So we've now established that a session is the frame in which a game needs to develop its ideas and create impact, and we know how this session is defined: logical stopping points. Bookending save points, quests, or a flexibly sized series of micro-tasks. We acknowledge that it's important for every session to have a beginning, middle, and end, not just every quest/level/task, because once the session ends, the game is out of the player's mind. Now the question remains: if each sitting is its own unique experience, how do we justify that a game can be composed of anywhere from one to a hundred of these? How do game sessions differentiate themselves from repeated viewings of the same movie?
(by the way, I notice at this point that some kind of obvious comparison to television exists, because these "sessions" I'm discussing are awfully similar to "episodes". The biggest difference is that games (like books) are terminal, while television programs often aren't. TV can meander and float about without any overarching purpose. Regardless, I find it no more sufficient to end the conversation by saying "TV works, hence video games work" than I do to use film or literature identically.)
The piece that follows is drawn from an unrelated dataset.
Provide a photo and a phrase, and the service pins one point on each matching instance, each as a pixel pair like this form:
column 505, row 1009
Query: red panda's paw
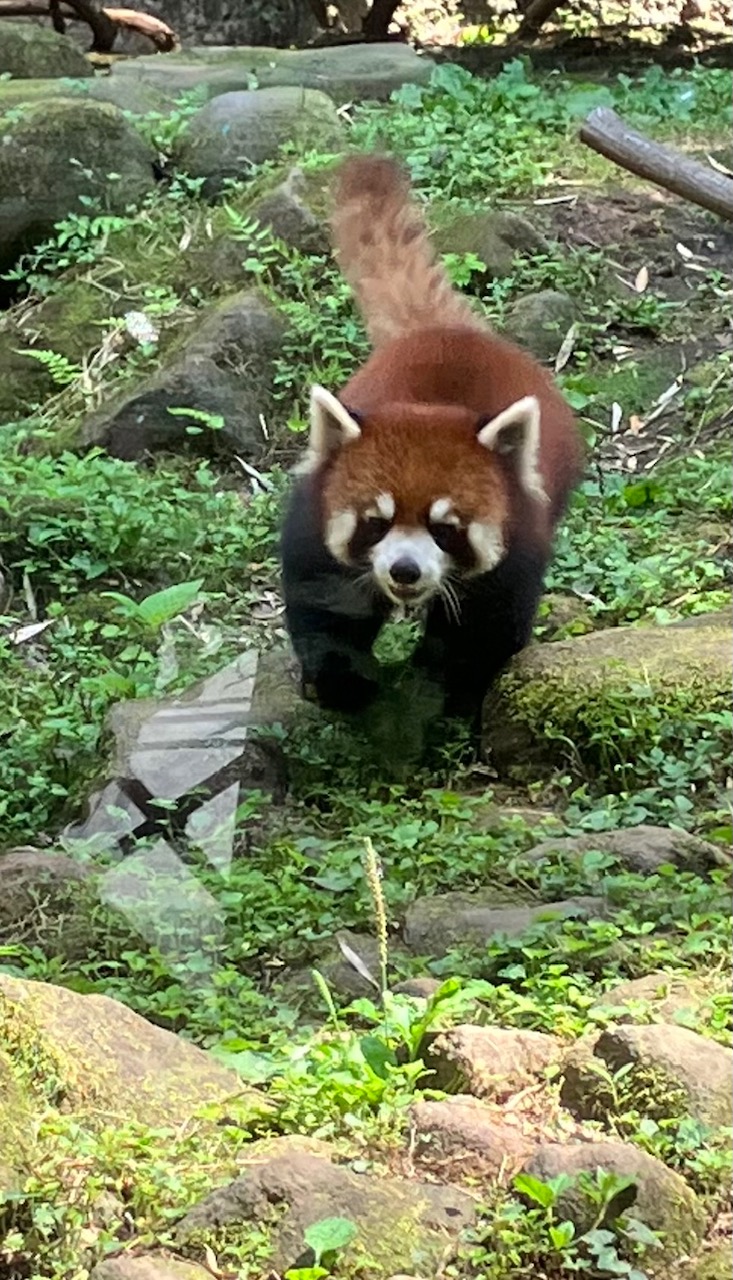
column 338, row 688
Fun is a factor, but saying "make the game fun" makes me feel a bit brain-matter-deprived. If you can't trust your game to be good enough that players can't put it down, give them something to come back for. Dangle the carrot. Good example: XCOM. It's fun sure, but is that really what makes it addictive? The game keeps its portions small and the rewards coming, so you can stop anytime you want. It makes sure you don't want to stop (and that you want to come back after you do) by tying rewards into a linear chain. As soon as you reach one, the next becomes available. You play in anticipation of the immediate goal, then as soon as you reach that and start enjoying the payoff (like trying out that new lazer rifle), a new reward pops up on the horizon. This can be dragged out in the way that MMOs, action RPGs, and any games revolving around the word "loot" do it: randomizng the cycle. You don't know what the next treasure will be, and you don't know exactly when it'll come, but you know there's a virtually infinite supply out there and that it'll show up eventually. This establishes a player mentality of "maybe it's around the next corner" and keeps them coming back indefinitely, but gives enough reward that they can stop anytime and still be satisfied. Dark Souls uses an even more direct dangling carrot: place the reward right in front of the players face, just an inch out of reach, and then make it impossibly difficult to take a step forward.
It's not just a betimes dubious reward cycle that keeps us coming back though. That's implying a primitive dedication, an almost involuntary urge. Those games can be fun, challenging, and satisfying, and make for a great way to spend time, but let's not forget that ultimately we're discussing a narrative medium. Forget indefinitely repeating action for a second and look at how to promise a return will be worth the time. This seems an almost trivial question; make this session good, and they'll assume the next one will be. But each subsequent session requires a little bit more to make it play-worthy. What was awesome once isn't necessarily awesome twice, and you can't exactly get away with using the same plot point twice. It seems idiotic to even need to say this, but the entire length of a game needs to be supported with original content. A designer needs to be able to judge how many times they can repeat the same sequence before it gets old, and how draw that out by interspersing different ideas. How long can you keep me in one village, and how long after I leave it will I want to go back?
This structure is open for escalation and variation, and allows one game to tell a lot of different stories, as a book or TV show may. I'll get more in depth with this some other time, but for now it's the only ending you're going to get for our discussion of session play.